SageMaker Training
Managed distributed training for ML models
SageMaker Training
Mental model
- Managed training jobs on ephemeral infra (CPU/GPU) that writes artifacts to S3.
- You’re mostly paying for instance-hours + attached storage + data transfer.
Where it fits (ML/GenAI)
- Fine-tuning, classic ML training, distributed training, hyperparameter tuning.
- Use with spot + checkpoints for cost control.
Knobs that matter
- Instance type/count (primary lever)
- Distribution: data parallel/model parallel as needed
- Spot training: enable + set
max_waitand checkpoint to S3 - Input mode: File vs Pipe (streaming)
- Volume size, checkpoint config, enable network isolation (regulated)
- Warm pools (reduce startup times for iterative jobs)
Pricing mental model
- Cost ≈ (#instances × hours).

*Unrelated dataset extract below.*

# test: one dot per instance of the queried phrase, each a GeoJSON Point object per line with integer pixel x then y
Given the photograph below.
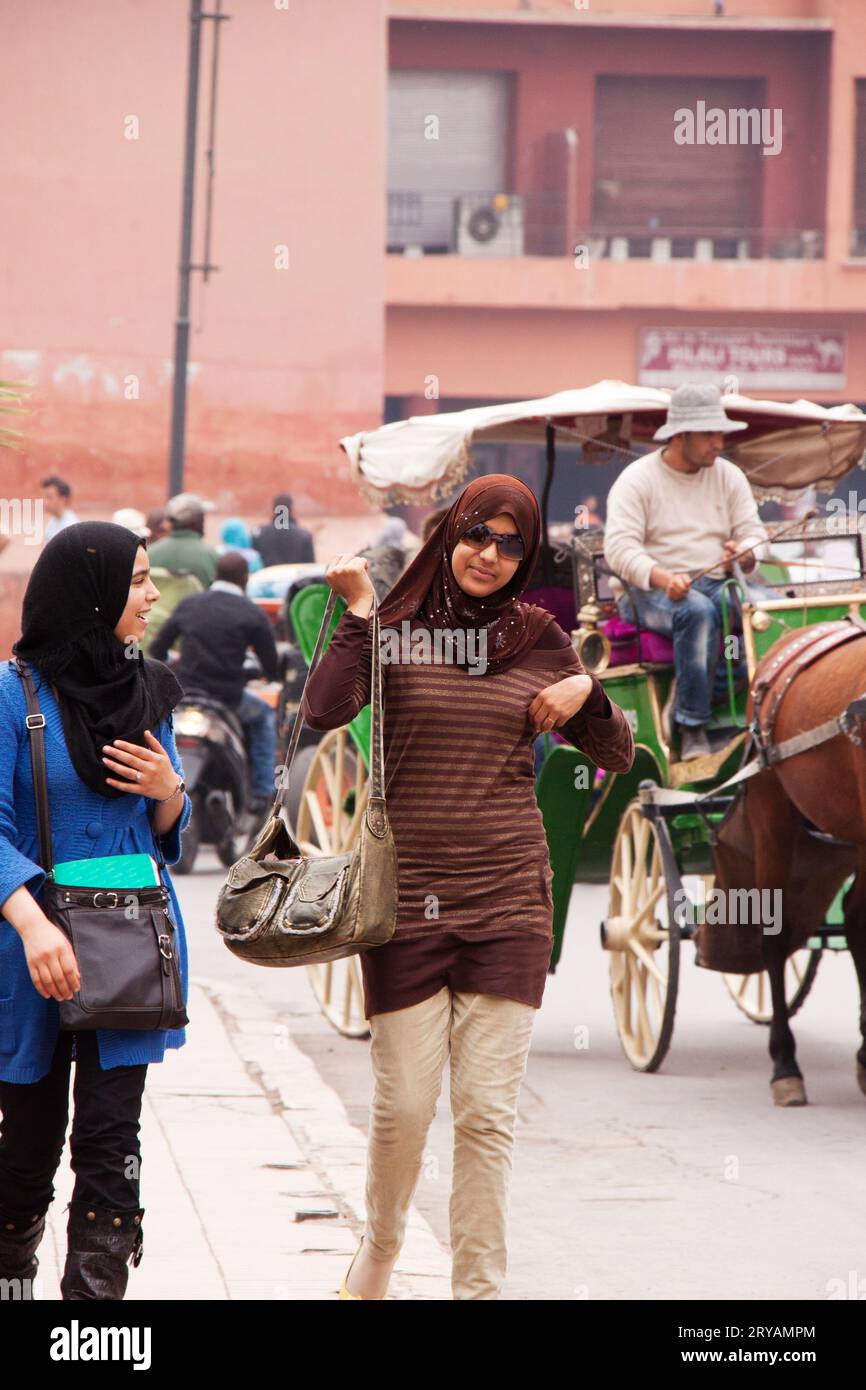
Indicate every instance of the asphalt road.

If you can tolerate interruptions, Spot is the biggest lever.
Terraform template (training job skeleton)
resource "aws_sagemaker_training_job" "train" {
name = "${var.name}-train"
role_arn = var.sm_role_arn
algorithm_specification {
training_image = var.image_uri
training_input_mode = "File"
}
resource_config {
instance_type = var.instance_type
instance_count = var.instance_count
volume_size_in_gb = 100
}
stopping_condition { max_runtime_in_seconds = 7200 }
input_data_config {
channel_name = "train"
data_source {
s3_data_source {
s3_data_type = "S3Prefix"
s3_uri = var.train_s3_uri
s3_data_distribution_type = "FullyReplicated"
}
}
}
output_data_config { s3_output_path = var.output_s3_uri }
enable_managed_spot_training = var.use_spot
checkpoint_config {
s3_uri = var.checkpoint_s3_uri
}
}
variable "name" { type = string }
variable "sm_role_arn" { type = string }
variable "image_uri" { type = string }
variable "instance_type" { type = string default = "ml.g5.2xlarge" }
variable "instance_count" { type = number default = 1 }
variable "train_s3_uri" { type = string }
variable "output_s3_uri" { type = string }
variable "checkpoint_s3_uri" { type = string }
variable "use_spot" { type = bool default = true }